Open and free private discussion is limited by the mahalla committees, traditional neighborhood organizations that the government has turned into an official system for public surveillance and control.
The judiciary is subservient to the president, who appoints all judges and can remove them at any time. The creation in 2008 of a Lawyers’ Chamber with compulsory membership increased state control over the legal profession.Police routinely abuse and torture suspects to extract confessions, which are accepted by judges as evidence and often serve as the basis for convictions. A 2007 report by Human Rights Watch described torture as “endemic” to the criminal justice system. Law enforcement authorities routinely justify the arrest of suspected Islamic extremists or political opponents with planted contraband or dubious charges of financial machinations. In October 2008, rights activist Akzam Turgunov was sentenced to a 10-year prison term for extortion, and RFE/RL correspondent Solijon Abdurahmonov received an identical sentence that month on drug charges. A number of political prisoners were released in 2008, but others remained jailed, and the poet Yusuf Juma received a five-year prison sentence after calling for President Karimov’s resignation in 2007. In a positive move, the government in 2008 released five prominent human rights defenders from prison, banned the death penalty, and introduced the right of habeas corpus. However, it was unclear whether the latter innovation had any real effect.

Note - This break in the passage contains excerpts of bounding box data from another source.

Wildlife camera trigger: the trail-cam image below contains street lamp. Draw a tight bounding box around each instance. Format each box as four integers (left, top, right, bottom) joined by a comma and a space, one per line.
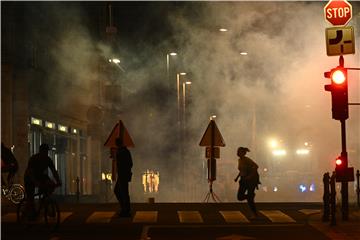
166, 52, 177, 87
109, 58, 125, 72
183, 81, 191, 133
176, 72, 186, 124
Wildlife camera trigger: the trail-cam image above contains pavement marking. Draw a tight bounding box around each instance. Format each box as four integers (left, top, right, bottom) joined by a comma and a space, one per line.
1, 213, 17, 222
86, 212, 115, 223
219, 211, 250, 223
177, 211, 204, 223
299, 209, 321, 215
352, 211, 360, 217
133, 211, 158, 223
60, 212, 73, 223
259, 210, 296, 223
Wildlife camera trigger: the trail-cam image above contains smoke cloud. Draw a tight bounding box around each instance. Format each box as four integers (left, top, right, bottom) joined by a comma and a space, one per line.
21, 2, 360, 201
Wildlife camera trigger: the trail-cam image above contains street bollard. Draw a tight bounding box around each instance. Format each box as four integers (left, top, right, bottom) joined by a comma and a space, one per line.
76, 177, 80, 202
356, 170, 360, 207
322, 172, 330, 222
330, 172, 336, 226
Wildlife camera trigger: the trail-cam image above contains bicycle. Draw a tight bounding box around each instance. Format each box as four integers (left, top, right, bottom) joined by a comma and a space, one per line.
1, 183, 25, 205
16, 185, 60, 231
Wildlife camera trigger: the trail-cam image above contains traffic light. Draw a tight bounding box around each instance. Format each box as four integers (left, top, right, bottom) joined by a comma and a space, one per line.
324, 66, 349, 120
335, 156, 347, 182
335, 153, 354, 182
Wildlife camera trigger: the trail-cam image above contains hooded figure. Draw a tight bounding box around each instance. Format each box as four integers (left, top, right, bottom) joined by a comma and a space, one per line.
235, 147, 260, 217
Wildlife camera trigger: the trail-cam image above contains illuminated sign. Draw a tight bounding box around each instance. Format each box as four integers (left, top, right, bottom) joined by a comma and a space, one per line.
58, 124, 68, 132
45, 121, 55, 129
142, 169, 160, 193
31, 117, 42, 126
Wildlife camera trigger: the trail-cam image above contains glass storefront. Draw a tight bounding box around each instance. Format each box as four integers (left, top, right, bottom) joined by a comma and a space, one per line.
28, 117, 87, 195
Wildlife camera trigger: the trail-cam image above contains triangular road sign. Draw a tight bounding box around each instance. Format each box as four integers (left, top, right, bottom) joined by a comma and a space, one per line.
199, 120, 225, 147
104, 120, 135, 148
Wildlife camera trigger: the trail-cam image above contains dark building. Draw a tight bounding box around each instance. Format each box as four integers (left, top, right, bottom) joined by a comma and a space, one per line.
1, 2, 125, 199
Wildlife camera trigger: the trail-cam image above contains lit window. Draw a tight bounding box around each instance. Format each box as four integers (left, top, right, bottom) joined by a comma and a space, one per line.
296, 148, 310, 155
273, 149, 286, 156
45, 121, 55, 129
58, 124, 68, 132
31, 117, 42, 126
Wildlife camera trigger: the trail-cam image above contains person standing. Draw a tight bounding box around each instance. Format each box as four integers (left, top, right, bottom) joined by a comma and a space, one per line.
234, 147, 260, 218
113, 138, 133, 217
24, 143, 61, 218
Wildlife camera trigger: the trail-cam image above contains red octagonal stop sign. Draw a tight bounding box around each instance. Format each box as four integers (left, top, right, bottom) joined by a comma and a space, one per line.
324, 0, 352, 26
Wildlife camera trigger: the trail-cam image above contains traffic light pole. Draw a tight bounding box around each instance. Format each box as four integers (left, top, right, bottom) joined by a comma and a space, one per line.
340, 119, 349, 221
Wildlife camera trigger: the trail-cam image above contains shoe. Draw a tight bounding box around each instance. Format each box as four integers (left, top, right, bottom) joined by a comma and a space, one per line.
249, 213, 259, 220
27, 212, 37, 222
117, 212, 131, 217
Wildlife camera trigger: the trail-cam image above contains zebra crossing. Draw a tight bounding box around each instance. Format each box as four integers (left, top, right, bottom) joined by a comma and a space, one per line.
1, 209, 321, 224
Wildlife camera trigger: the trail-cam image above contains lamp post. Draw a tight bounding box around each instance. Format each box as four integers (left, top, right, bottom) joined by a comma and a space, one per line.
176, 72, 186, 125
166, 52, 177, 88
182, 81, 191, 133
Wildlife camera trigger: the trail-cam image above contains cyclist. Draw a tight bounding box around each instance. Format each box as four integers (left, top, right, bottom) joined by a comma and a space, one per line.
24, 144, 61, 217
1, 142, 19, 186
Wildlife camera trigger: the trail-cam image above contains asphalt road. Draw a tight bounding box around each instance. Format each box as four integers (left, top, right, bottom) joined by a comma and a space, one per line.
1, 203, 348, 240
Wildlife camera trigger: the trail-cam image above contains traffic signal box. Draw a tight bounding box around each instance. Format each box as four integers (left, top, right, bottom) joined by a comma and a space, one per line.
324, 66, 349, 120
335, 155, 354, 182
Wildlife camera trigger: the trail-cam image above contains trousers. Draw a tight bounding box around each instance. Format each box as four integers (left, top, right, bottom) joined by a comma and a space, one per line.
114, 179, 131, 213
237, 177, 257, 214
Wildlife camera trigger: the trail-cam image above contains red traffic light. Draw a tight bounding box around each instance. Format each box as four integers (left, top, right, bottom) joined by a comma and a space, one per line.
324, 66, 349, 120
335, 157, 342, 166
331, 69, 346, 84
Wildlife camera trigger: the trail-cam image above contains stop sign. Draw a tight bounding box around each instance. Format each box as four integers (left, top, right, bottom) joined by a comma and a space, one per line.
324, 0, 352, 26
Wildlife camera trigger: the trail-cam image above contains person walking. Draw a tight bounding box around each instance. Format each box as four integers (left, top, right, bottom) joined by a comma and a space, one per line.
113, 138, 133, 217
234, 147, 260, 218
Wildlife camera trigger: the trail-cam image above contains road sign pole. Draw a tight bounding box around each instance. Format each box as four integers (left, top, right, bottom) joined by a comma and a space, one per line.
340, 119, 349, 221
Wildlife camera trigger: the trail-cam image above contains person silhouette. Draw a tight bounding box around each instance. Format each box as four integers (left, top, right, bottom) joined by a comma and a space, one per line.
113, 138, 133, 217
234, 147, 260, 218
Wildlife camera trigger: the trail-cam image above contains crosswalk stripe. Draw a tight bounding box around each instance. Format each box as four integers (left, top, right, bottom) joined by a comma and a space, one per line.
86, 212, 115, 223
260, 210, 296, 223
219, 211, 249, 223
1, 213, 17, 222
352, 211, 360, 217
177, 211, 204, 223
133, 211, 158, 223
299, 209, 321, 215
60, 212, 72, 223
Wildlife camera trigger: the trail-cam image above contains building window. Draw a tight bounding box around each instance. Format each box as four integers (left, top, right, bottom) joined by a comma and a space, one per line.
71, 128, 79, 134
58, 124, 68, 132
31, 117, 42, 126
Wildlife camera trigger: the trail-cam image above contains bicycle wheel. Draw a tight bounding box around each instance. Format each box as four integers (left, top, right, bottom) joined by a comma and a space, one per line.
9, 183, 25, 204
44, 199, 60, 230
16, 199, 28, 226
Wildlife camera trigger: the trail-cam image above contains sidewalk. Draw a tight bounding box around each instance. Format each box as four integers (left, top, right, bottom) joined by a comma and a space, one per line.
309, 208, 360, 240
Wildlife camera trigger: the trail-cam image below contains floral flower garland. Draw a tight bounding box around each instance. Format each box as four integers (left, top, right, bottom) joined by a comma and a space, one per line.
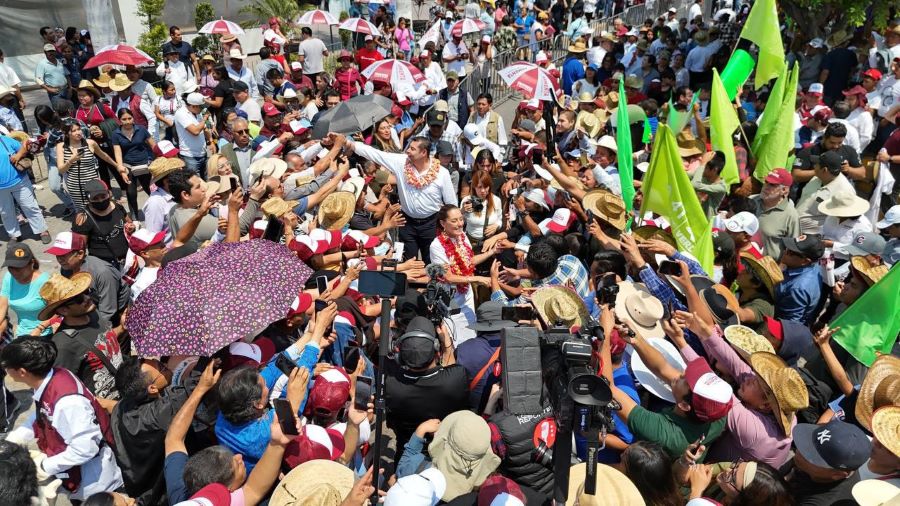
403, 158, 441, 190
438, 232, 475, 293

Prisons suffer from severe overcrowding and shortages of food and medicine. As with detained suspects, prison inmates—particularly those sentenced for their religious beliefs—are often subjected to abuse or torture, and Human Rights Watch has documented a number of torture-related deaths in custody during the last few years. Mutabar Tojiboyeva, a rights activist released in 2008 after several years behind bars, described prisons as “islands of torture.”
Although racial and ethnic discrimination is prohibited by law, the belief that senior positions in government and business are reserved for ethnic Uzbeks is widespread.
Permission is required to move to a new city, and the authorities rarely grant permission to move to Tashkent. Bribes are commonly paid to obtain the necessary registration documents. Restrictions on foreign travel include the use of exit visas, which are often issued selectively. Nevertheless, millions of Uzbeks, primarily men of working age, seek employment abroad, particularly in Russia and Kazakhstan.There were reports in 2008 of evictions in Tashkent without due process or compensation to make way for new housing developments.
Widespread corruption and the government’s tight control over the economy limit equality of opportunity. There has been little reform in the country’s agricultural sector, in which the state sets high production quotas and low purchase prices for farmers. In a move reminiscent of Soviet-era collectivization, an October 2008 presidential decree ordering small, independent farmers to join larger agricultural associations resulted in smaller farm lands being arbitrarily confiscated and given to larger, mostly government-affiliated farmers.A series of regulations and decrees over the last few years have placed increasing restrictions on market traders.
Women’s educational and professional prospects are limited by cultural and religious norms and by ongoing economic difficulties. Victims of domestic violence are discouraged from pressing charges against perpetrators, who rarely face prosecution. The trafficking of women abroad for prostitution remains a serious problem. The prime minister signed a decree in September 2008 to implement International Labor Organization accords on child labor, but reports indicated that the use of child labor remained widespread during the year’s cotton harvest.